Requins aux Bahamas ingérant des drogues : une nouvelle menace pour les écosystèmes marins

15
Requins aux Bahamas ingérant des drogues : une nouvelle menace pour les écosystèmes marins

Les requins au large des Bahamas sont de plus en plus exposés à des drogues telles que la cocaïne, la caféine et les analgésiques, non pas par consommation intentionnelle, mais par contamination environnementale. Une étude récente publiée dans Environmental Pollution a révélé la présence de ces substances dans le sang des requins nourrices, des requins de récif des Caraïbes et d’autres espèces habitant ces eaux. Cela souligne le problème croissant de la pollution par les produits pharmaceutiques et les drogues illégales, même dans des environnements océaniques apparemment vierges.

Augmentation de la pollution chimique au paradis

La biologiste Natascha Wosnick de l’Université fédérale du Paraná au Brésil a dirigé l’équipe de recherche. Ils ont analysé des échantillons de sang de 85 requins près de l’île d’Eleuthera, détectant plus de deux douzaines de drogues licites et illicites. Les résultats ont été alarmants : 28 requins ont été testés positifs à au moins une substance, la caféine, l’acétaminophène (Tylenol) et le diclofénac (Voltaren) étant les plus courants. Certains requins présentaient des traces de plusieurs drogues.

L’étude s’appuie sur des découvertes antérieures au Brésil, où de la cocaïne et des éléments de terres rares ont été détectés dans les tissus musculaires des requins. L’étude des Bahamas s’est toutefois concentrée sur des échantillons de sang, qui indiquent une exposition plus récente car les médicaments se dégradent plus rapidement dans le sang que dans les muscles. Un jeune requin citron a même été testé positif à la cocaïne, probablement après avoir mordu dans des emballages de médicaments abandonnés.

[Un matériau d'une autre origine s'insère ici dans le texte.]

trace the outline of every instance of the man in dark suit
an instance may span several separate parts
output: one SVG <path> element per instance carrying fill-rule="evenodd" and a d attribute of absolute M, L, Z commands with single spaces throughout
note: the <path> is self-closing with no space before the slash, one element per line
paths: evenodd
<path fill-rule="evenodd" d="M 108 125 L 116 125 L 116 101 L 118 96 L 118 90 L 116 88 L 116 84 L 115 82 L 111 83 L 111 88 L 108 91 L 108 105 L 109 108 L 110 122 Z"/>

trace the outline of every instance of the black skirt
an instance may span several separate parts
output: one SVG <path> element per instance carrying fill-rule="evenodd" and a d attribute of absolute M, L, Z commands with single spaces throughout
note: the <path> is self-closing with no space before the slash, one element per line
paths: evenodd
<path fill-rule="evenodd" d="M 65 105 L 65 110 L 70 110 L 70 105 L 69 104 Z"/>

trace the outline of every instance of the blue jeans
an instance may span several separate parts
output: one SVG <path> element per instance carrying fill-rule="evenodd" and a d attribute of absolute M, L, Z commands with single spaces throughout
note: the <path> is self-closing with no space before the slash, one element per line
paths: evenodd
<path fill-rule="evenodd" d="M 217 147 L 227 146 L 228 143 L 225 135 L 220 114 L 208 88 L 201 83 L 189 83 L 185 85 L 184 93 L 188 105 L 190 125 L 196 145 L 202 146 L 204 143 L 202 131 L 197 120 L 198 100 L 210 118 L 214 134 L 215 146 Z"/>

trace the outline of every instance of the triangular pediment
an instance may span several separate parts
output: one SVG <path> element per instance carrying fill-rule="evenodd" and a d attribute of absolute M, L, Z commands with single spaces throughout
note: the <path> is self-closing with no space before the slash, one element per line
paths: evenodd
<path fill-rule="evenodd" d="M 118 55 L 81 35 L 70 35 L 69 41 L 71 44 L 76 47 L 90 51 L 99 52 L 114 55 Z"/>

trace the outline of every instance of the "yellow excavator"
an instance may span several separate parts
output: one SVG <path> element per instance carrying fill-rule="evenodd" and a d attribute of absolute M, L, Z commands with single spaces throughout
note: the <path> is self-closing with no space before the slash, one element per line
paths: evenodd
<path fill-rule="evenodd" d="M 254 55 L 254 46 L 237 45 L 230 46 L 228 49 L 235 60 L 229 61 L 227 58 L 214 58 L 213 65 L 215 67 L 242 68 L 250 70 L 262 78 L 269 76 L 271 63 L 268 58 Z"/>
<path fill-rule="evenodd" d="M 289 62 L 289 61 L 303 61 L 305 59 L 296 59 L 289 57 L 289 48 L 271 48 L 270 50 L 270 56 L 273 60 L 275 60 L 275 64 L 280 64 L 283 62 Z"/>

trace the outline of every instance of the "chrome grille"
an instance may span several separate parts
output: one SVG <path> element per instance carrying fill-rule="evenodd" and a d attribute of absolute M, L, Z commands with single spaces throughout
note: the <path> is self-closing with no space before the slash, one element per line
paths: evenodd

L’activité humaine comme principal coupable

La contamination n’est pas accidentelle ; c’est le résultat direct de l’activité humaine. Même si les courants pourraient transporter des polluants provenant des eaux usées ou d’autres sources terrestres, l’étude suggère que les plongeurs en sont les principaux contributeurs. Les requins fréquentent une ferme piscicole inactive populaire auprès des plongeurs récréatifs, et l’équipe de Wosnick a observé des emballages de médicaments abandonnés dans les criques voisines. Les humains polluent essentiellement l’eau avec leurs déchets et les requins les ingèrent.

Changements métaboliques et conséquences incertaines

La présence de drogues n’est pas seulement un problème chimique abstrait. Les chercheurs ont également observé des changements métaboliques chez les requins contaminés, notamment des niveaux élevés de lactate et d’urée. Bien que les effets à long terme soient inconnus, ces changements pourraient perturber les comportements. Des études sur les poissons rouges suggèrent que la caféine augmente l’énergie et la concentration, ce qui indique que des effets similaires pourraient se produire chez les requins.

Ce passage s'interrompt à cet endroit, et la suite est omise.